Qu’arrive-t-il à un homme quand il soumet sa vie et son destin tout entier au pouvoir d’un nombre ? C’est ce que fait Stopia, alias Pikachu pour les intimes, antihéros de ce roman amoral qui est avant tout une impitoyable satyre d’une ex-URSS décadente et libérale, qui n’a cependant pas lâché les bonnes vieilles méthodes de l’époque KGB.

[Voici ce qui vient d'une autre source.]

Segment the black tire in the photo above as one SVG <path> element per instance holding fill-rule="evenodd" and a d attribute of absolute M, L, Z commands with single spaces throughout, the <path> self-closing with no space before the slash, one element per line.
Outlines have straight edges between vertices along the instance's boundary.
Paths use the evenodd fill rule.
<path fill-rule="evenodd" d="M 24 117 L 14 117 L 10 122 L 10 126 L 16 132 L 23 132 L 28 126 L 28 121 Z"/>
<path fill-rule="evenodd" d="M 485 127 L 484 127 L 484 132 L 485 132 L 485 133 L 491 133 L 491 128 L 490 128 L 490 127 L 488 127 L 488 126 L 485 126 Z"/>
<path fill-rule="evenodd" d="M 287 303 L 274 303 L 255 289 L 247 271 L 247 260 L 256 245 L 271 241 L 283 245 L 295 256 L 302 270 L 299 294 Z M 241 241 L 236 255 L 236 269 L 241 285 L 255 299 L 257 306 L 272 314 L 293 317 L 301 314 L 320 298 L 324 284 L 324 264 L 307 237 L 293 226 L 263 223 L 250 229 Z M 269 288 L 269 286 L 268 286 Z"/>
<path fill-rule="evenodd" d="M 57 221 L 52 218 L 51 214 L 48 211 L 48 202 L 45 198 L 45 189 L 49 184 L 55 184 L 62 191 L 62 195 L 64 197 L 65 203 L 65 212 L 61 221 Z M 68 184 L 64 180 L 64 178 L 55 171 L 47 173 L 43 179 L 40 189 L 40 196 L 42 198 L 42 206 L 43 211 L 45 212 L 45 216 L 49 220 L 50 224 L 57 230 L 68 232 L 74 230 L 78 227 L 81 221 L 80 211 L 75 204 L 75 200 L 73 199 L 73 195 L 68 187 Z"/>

« Je me demande bien Tchoubaïka, pourquoi on traite la bourgeoisie libérale de libérale. Elle est porteuse d’une idéologie totalitaire extrême. Si on l’y regarde de près, tout son libéralisme se réduit à la permission donnée aux travailleurs de s’enculer à volonté pendant leurs heures de repos » et Tchoubaïka répondait : « Excusez-moi Zouzia, mais c’est un grand pas en avant si on compare avec le régime qui percevait même cette activité comme sa prérogative ».

Ainsi, après quelques tâtonnements, c’est au numéro 34 que Stopia va confier la totalité de sa vie, de ses choix, décisions et orientations, privés ou professionnels, et le 43 deviendra donc par conséquent l’anti-nombre, le nombre d’entre tous dont il faudra le plus se méfier.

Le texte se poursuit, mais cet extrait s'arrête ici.